Notbremsassistent im Test

Notbremsassistent im Test

11. April 2020 Aus Von Jörg Nullmeyer

Jeder fünfte Unfall, den der Fahrer eines Transporters 2018 verursacht hat, ist auf zu geringen Abstand zurückzuführen. Dabei könnte über die Hälfte der Transporterunfälle mit einem Notbremsassistenten (Autonomous Emergency Braking System, AEBS) oder Spurhalteassistenten vermieden oder zumindest in ihrer Auswirkung begrenzt werden.

Geschwindigkeit & hohe Beladung

(Foto: ADAC)Das größte Problem dieser Fahrzeugklasse ist, dass Transporter überwiegend von Paketzulieferern und Handwerkern genutzt werden. Die Fahrzeuge sind oft voll beladen, nicht selten sogar überladen. Hinzu kommt, dass die Fahrer meist unter Zeitdruck stehen. Nachlässigkeit und hohe Geschwindigkeiten führen dann zu Unfällen. Umso wichtiger ist ein zuverlässiger Notbremsassistent, um Insassen und andere Verkehrsteilnehmer zu schützen. Die EU hat daher die Ausstattung mit AEB-Systemen für neue Modelle ab Mitte 2022 zur Pflicht gemacht.

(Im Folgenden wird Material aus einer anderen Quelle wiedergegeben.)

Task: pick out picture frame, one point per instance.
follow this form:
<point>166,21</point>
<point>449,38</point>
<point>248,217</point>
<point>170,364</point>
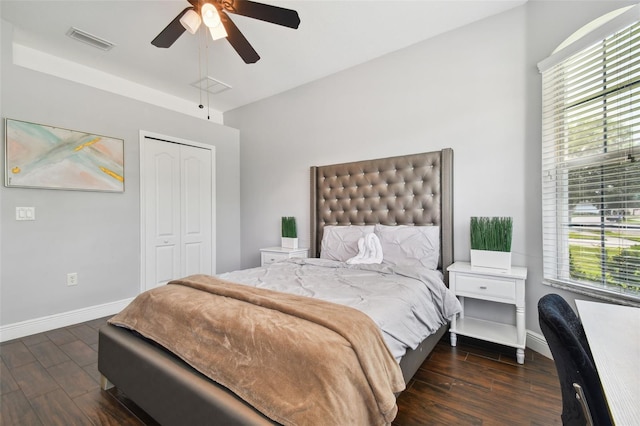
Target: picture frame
<point>48,157</point>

Auch wenn einige Faktoren wie eine hohe Geschwindgkeit bei den Reisemobilen keine besonders große Rolle spielen, ist das Gewicht ein kritischer Faktor. Nicht selten sind die Fahrzeuge der 3,5-Tonnen-Klasse überladen. Das gilt auch für die Kastenwagen.

Umfangreiche Tests

Der ADAC hat exemplarisch das Bremsverhalten eines Transporters mit automatisierten Notbremsassistenten in den folgenden Szenarien und in beladenem sowie unbeladenem Zustand untersucht:

  • Auffahren auf ein stehendes Fahrzeug
  • Auffahren auf ein vorausfahrendes Fahrzeug
  • Auffahren auf ein vorausfahrendes und verzögerndes Fahrzeug
  • Auffahren auf einen vorausfahrenden Radfahrer
  • Überqueren der Fahrbahn durch einen Fußgänger

Schlechtere Ergebnisse als bei PKW

Bei allen Szenarien konnte beobachtet werden, dass das Fahrzeug auf die Gefahr hin reagiert, aber die Ergebnisse weit unter denen von vergleichbaren Pkw liegen. Konnte beim Auffahren auf ein vorausfahrendes Fahrzeug das System noch überzeugen, zeigten sich beim stehenden Fahrzeug erste Schwächen und beim verzögernden Fahrzeug erst gar keine Reaktion mehr.

Beim Auffahren auf den Radfahrer konnte das Fahrzeug wieder überzeugen, der kreuzende Fußgänger bereitete dem Notbremsassistenten wiederum große Probleme. Hier scheint in Bezug auf die verbaute Technologie noch Nachholbedarf zu bestehen.

Schlechte Ergebnisse bei voller Beladung

(Foto: ADAC)Bedenklich ist allerdings, dass sich unter Ausnutzung der maximalen Beladung die Ergebnisse in allen Tests deutlich verschlechtern. Notbremsassistenten in Transportern sind für Fahrer und Verkehrsteilnehmer überlebensnotwendig, hier muss dringend nachgebessert werden, um auch bei unterschiedlichen Beladungszuständen dieselbe Sicherheit zu gewährleisten, aber auch an der grundsätzlichen Leistungsfähigkeit besteht noch Nachholbedarf.

Von aktuell elf Transporter-Modellen auf dem Markt verfügt nur der MAN TGE über einen serienmäßigen automatisierten Notbremsassistenten. Bei acht Modellen hat sich das Produktmanagement der Hersteller dazu entschieden, diese Lebensretter nur gegen Aufpreis anzubieten. Für den Nissan NV 400 und den Opel Movano ist ein solcher Assistent aktuell gar nicht erhältlich.

Fazit

Insgesamt sind die Testergebnisse des ADAC wenig erfreulich. Kein Wunder also, dass der Club eine Verbesserung der Systeme schon vor der gesetzlichen Verpflichtung fordert. Besonders das Verhalten im beladenen Zustand muss verbessert werden. Gerade für Reisemobile und Kastenwagen beziehungsweise CamperVans ist dies der maßgebliche Wert. Außerdem fordert der ADAC die Hersteller auf, die Systeme als Serienausstattung anzubieten.